Marlene cantava com grande carga dramática, muito antes de Maria Bethânia pisar descalça num palco. Exagerava nos gestos com os braços e as mãos muito antes de Elis Regina ganhar um festival cantando “Arrastão”. Fez sucesso no exterior, apresentando-se ao lado de Edith Piaf no Olympia de Paris, muito antes de o mercado brasileiro descobrir o Japão. Quando os sambas-enredos ainda não faziam parte do repertório dos grandes cantores, Marlene foi puxadora da Império Serrano, em 1972, quando a escola desfilou na Avenida Graça Aranha com o enredo “Alô alô, tai, Carmen Miranda”. Marlene acostumou-se a ser pioneira.

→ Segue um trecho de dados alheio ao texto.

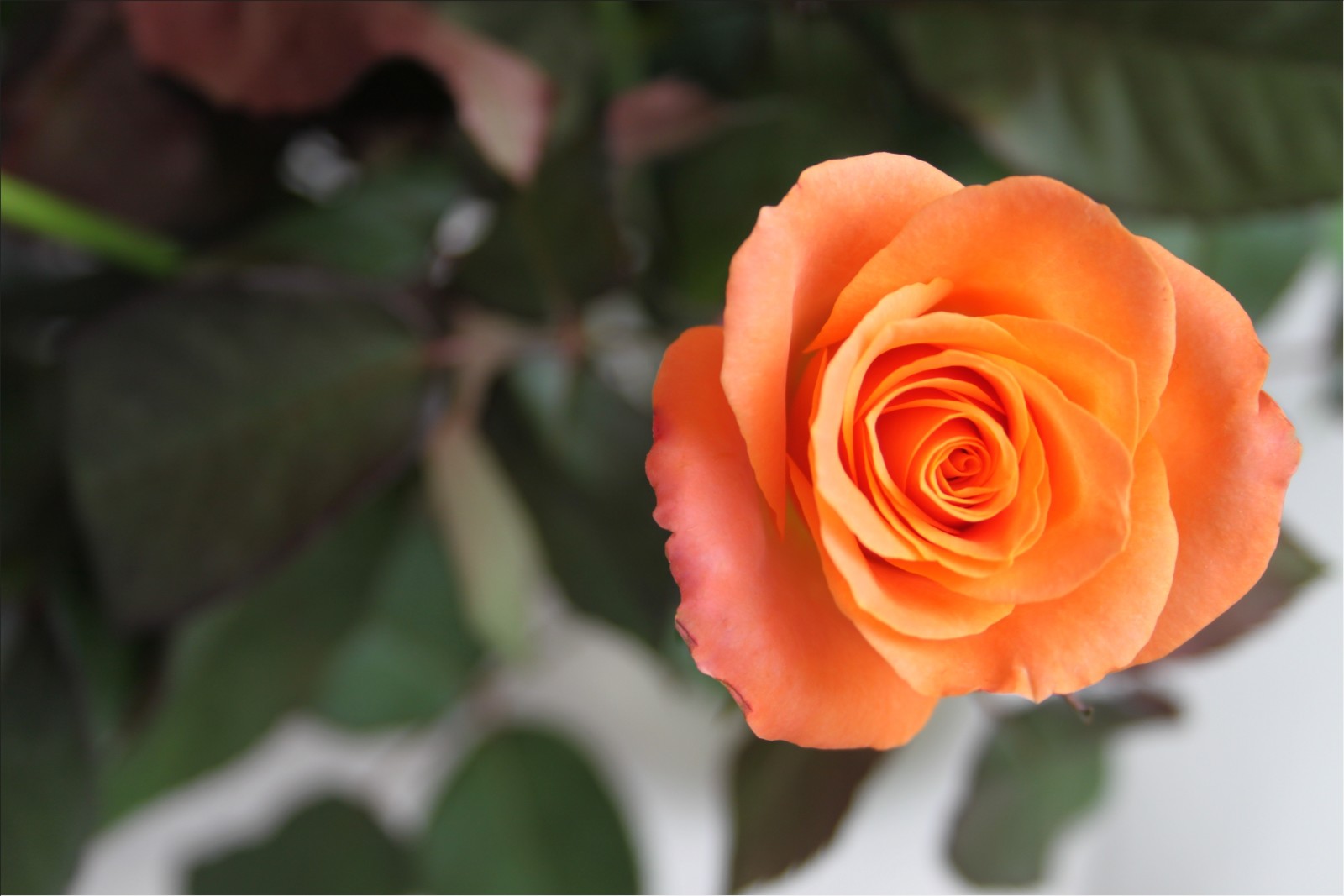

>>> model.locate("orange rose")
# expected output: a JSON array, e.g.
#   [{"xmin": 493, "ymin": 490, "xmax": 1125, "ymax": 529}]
[{"xmin": 648, "ymin": 155, "xmax": 1299, "ymax": 747}]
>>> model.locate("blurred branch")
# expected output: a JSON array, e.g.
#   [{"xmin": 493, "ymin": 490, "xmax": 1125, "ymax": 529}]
[{"xmin": 0, "ymin": 173, "xmax": 181, "ymax": 277}]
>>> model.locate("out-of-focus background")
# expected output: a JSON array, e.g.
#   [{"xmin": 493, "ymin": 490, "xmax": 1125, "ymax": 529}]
[{"xmin": 0, "ymin": 0, "xmax": 1344, "ymax": 893}]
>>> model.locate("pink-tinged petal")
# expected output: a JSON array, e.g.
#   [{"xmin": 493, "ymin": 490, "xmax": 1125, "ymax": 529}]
[
  {"xmin": 1134, "ymin": 240, "xmax": 1301, "ymax": 663},
  {"xmin": 647, "ymin": 327, "xmax": 936, "ymax": 748}
]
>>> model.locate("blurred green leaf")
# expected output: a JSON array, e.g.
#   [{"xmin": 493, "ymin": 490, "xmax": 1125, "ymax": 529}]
[
  {"xmin": 425, "ymin": 417, "xmax": 546, "ymax": 657},
  {"xmin": 223, "ymin": 159, "xmax": 462, "ymax": 282},
  {"xmin": 419, "ymin": 730, "xmax": 640, "ymax": 894},
  {"xmin": 314, "ymin": 504, "xmax": 481, "ymax": 728},
  {"xmin": 0, "ymin": 173, "xmax": 181, "ymax": 277},
  {"xmin": 190, "ymin": 798, "xmax": 412, "ymax": 893},
  {"xmin": 434, "ymin": 0, "xmax": 601, "ymax": 145},
  {"xmin": 454, "ymin": 131, "xmax": 630, "ymax": 317},
  {"xmin": 1171, "ymin": 529, "xmax": 1324, "ymax": 657},
  {"xmin": 728, "ymin": 737, "xmax": 883, "ymax": 893},
  {"xmin": 1125, "ymin": 208, "xmax": 1322, "ymax": 320},
  {"xmin": 105, "ymin": 491, "xmax": 401, "ymax": 818},
  {"xmin": 654, "ymin": 9, "xmax": 900, "ymax": 320},
  {"xmin": 894, "ymin": 0, "xmax": 1344, "ymax": 213},
  {"xmin": 484, "ymin": 354, "xmax": 677, "ymax": 647},
  {"xmin": 950, "ymin": 692, "xmax": 1176, "ymax": 887},
  {"xmin": 67, "ymin": 291, "xmax": 425, "ymax": 626},
  {"xmin": 0, "ymin": 356, "xmax": 60, "ymax": 558},
  {"xmin": 645, "ymin": 0, "xmax": 771, "ymax": 97},
  {"xmin": 0, "ymin": 612, "xmax": 94, "ymax": 893}
]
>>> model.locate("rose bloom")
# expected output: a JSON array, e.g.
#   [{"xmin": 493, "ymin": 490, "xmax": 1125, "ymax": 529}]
[{"xmin": 648, "ymin": 155, "xmax": 1299, "ymax": 748}]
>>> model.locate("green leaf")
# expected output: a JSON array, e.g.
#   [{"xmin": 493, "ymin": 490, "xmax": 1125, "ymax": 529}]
[
  {"xmin": 190, "ymin": 798, "xmax": 412, "ymax": 893},
  {"xmin": 314, "ymin": 504, "xmax": 481, "ymax": 728},
  {"xmin": 0, "ymin": 173, "xmax": 181, "ymax": 277},
  {"xmin": 950, "ymin": 692, "xmax": 1176, "ymax": 887},
  {"xmin": 67, "ymin": 283, "xmax": 425, "ymax": 626},
  {"xmin": 0, "ymin": 612, "xmax": 94, "ymax": 893},
  {"xmin": 223, "ymin": 159, "xmax": 461, "ymax": 282},
  {"xmin": 484, "ymin": 356, "xmax": 677, "ymax": 647},
  {"xmin": 1125, "ymin": 208, "xmax": 1324, "ymax": 318},
  {"xmin": 105, "ymin": 493, "xmax": 401, "ymax": 818},
  {"xmin": 894, "ymin": 0, "xmax": 1344, "ymax": 213},
  {"xmin": 0, "ymin": 356, "xmax": 60, "ymax": 560},
  {"xmin": 419, "ymin": 730, "xmax": 640, "ymax": 893},
  {"xmin": 728, "ymin": 737, "xmax": 883, "ymax": 893},
  {"xmin": 425, "ymin": 417, "xmax": 546, "ymax": 657},
  {"xmin": 1171, "ymin": 529, "xmax": 1324, "ymax": 657},
  {"xmin": 454, "ymin": 131, "xmax": 630, "ymax": 317}
]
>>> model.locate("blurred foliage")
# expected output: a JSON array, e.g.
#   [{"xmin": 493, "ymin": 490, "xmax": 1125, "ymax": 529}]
[
  {"xmin": 0, "ymin": 612, "xmax": 96, "ymax": 893},
  {"xmin": 419, "ymin": 730, "xmax": 640, "ymax": 894},
  {"xmin": 728, "ymin": 737, "xmax": 883, "ymax": 893},
  {"xmin": 950, "ymin": 690, "xmax": 1176, "ymax": 887},
  {"xmin": 0, "ymin": 0, "xmax": 1341, "ymax": 892},
  {"xmin": 188, "ymin": 799, "xmax": 412, "ymax": 893}
]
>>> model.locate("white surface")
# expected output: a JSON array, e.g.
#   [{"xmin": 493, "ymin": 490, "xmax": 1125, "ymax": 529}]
[{"xmin": 72, "ymin": 265, "xmax": 1344, "ymax": 893}]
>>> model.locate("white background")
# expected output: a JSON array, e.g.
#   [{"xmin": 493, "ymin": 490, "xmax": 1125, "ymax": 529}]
[{"xmin": 72, "ymin": 264, "xmax": 1344, "ymax": 893}]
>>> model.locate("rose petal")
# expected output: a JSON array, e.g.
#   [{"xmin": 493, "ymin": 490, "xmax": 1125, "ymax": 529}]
[
  {"xmin": 1134, "ymin": 239, "xmax": 1301, "ymax": 663},
  {"xmin": 789, "ymin": 462, "xmax": 1013, "ymax": 638},
  {"xmin": 836, "ymin": 438, "xmax": 1176, "ymax": 701},
  {"xmin": 723, "ymin": 153, "xmax": 961, "ymax": 531},
  {"xmin": 811, "ymin": 303, "xmax": 1133, "ymax": 603},
  {"xmin": 648, "ymin": 327, "xmax": 934, "ymax": 748},
  {"xmin": 809, "ymin": 177, "xmax": 1174, "ymax": 432}
]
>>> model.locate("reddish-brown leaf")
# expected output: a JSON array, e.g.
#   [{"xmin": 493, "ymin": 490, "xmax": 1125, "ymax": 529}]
[{"xmin": 121, "ymin": 0, "xmax": 553, "ymax": 183}]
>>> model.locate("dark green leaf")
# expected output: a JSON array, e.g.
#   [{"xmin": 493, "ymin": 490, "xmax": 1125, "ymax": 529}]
[
  {"xmin": 0, "ymin": 358, "xmax": 60, "ymax": 558},
  {"xmin": 950, "ymin": 692, "xmax": 1176, "ymax": 887},
  {"xmin": 105, "ymin": 493, "xmax": 401, "ymax": 817},
  {"xmin": 895, "ymin": 0, "xmax": 1344, "ymax": 212},
  {"xmin": 67, "ymin": 291, "xmax": 425, "ymax": 625},
  {"xmin": 435, "ymin": 0, "xmax": 601, "ymax": 144},
  {"xmin": 0, "ymin": 605, "xmax": 94, "ymax": 893},
  {"xmin": 728, "ymin": 737, "xmax": 882, "ymax": 893},
  {"xmin": 421, "ymin": 731, "xmax": 640, "ymax": 893},
  {"xmin": 455, "ymin": 129, "xmax": 630, "ymax": 317},
  {"xmin": 1125, "ymin": 208, "xmax": 1324, "ymax": 318},
  {"xmin": 191, "ymin": 798, "xmax": 412, "ymax": 893},
  {"xmin": 486, "ymin": 356, "xmax": 676, "ymax": 646},
  {"xmin": 316, "ymin": 496, "xmax": 481, "ymax": 728},
  {"xmin": 224, "ymin": 160, "xmax": 461, "ymax": 280},
  {"xmin": 1172, "ymin": 531, "xmax": 1324, "ymax": 657}
]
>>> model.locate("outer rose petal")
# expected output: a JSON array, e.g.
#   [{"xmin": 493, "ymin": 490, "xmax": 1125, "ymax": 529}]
[
  {"xmin": 827, "ymin": 439, "xmax": 1176, "ymax": 701},
  {"xmin": 723, "ymin": 153, "xmax": 961, "ymax": 531},
  {"xmin": 648, "ymin": 327, "xmax": 936, "ymax": 748},
  {"xmin": 1134, "ymin": 239, "xmax": 1302, "ymax": 665},
  {"xmin": 811, "ymin": 177, "xmax": 1174, "ymax": 432}
]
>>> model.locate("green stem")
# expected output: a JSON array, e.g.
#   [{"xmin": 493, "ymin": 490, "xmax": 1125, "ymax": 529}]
[{"xmin": 0, "ymin": 172, "xmax": 181, "ymax": 277}]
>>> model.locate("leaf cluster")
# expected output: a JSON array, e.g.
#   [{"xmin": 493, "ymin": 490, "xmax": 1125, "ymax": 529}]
[{"xmin": 0, "ymin": 0, "xmax": 1341, "ymax": 892}]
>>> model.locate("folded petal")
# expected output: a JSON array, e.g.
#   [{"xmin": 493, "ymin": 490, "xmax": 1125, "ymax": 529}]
[
  {"xmin": 723, "ymin": 153, "xmax": 961, "ymax": 531},
  {"xmin": 836, "ymin": 439, "xmax": 1176, "ymax": 701},
  {"xmin": 647, "ymin": 327, "xmax": 936, "ymax": 748},
  {"xmin": 1134, "ymin": 239, "xmax": 1301, "ymax": 663},
  {"xmin": 811, "ymin": 177, "xmax": 1174, "ymax": 432}
]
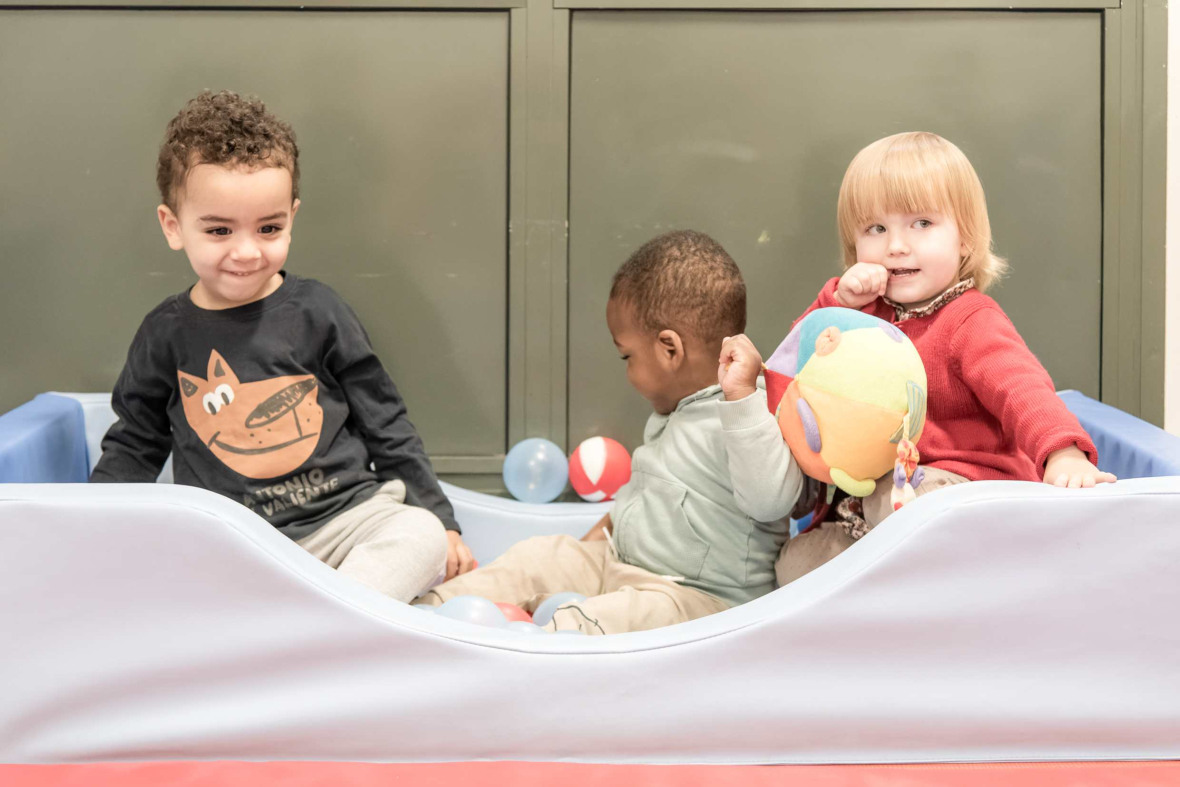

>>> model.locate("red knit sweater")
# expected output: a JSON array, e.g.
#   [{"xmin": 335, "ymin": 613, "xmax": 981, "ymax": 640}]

Marlene era tão grande que a música era pouco para ela. Foi também atriz. E boa atriz. Nos tempos da Rádio Nacional, fez sucesso em comédias de cinema ao lado de Luiz Delfino, seu marido na época. Nos tempos de ídolo da MPB, ganhou prêmios como atriz de teatro por seus desempenhos em “Botequim”, de Gianfrancesco Guarnieri; “A dama de copas e o rei de Cuba”, de Timochenco Wehbi; e na temporada paulista de “Ópera do malandro”, de Chico Buarque. Ela se identificou com o teatro de vanguarda e com os dramaturgos que faziam política de oposição com seus textos. A ditadura ficou com raiva de Marlene. E se vingou proibindo os gestos que ela fazia na música “Bloco do Crioulo Dodô”, num festival de canções carnavalescas da TV Tupi. A Censura determinou que o gestual da cantora era sexual demais. Talvez ela tenha sido a única artista brasileira a ter gestos censurados.

O tempo passa e nossa tendência é simplificar a trajetória de nossos ídolos. Tomara que Marlene não entre para a história apenas como a grande rival de Emilinha Borba. Ela foi muito mais que isso. Marlene era a maior.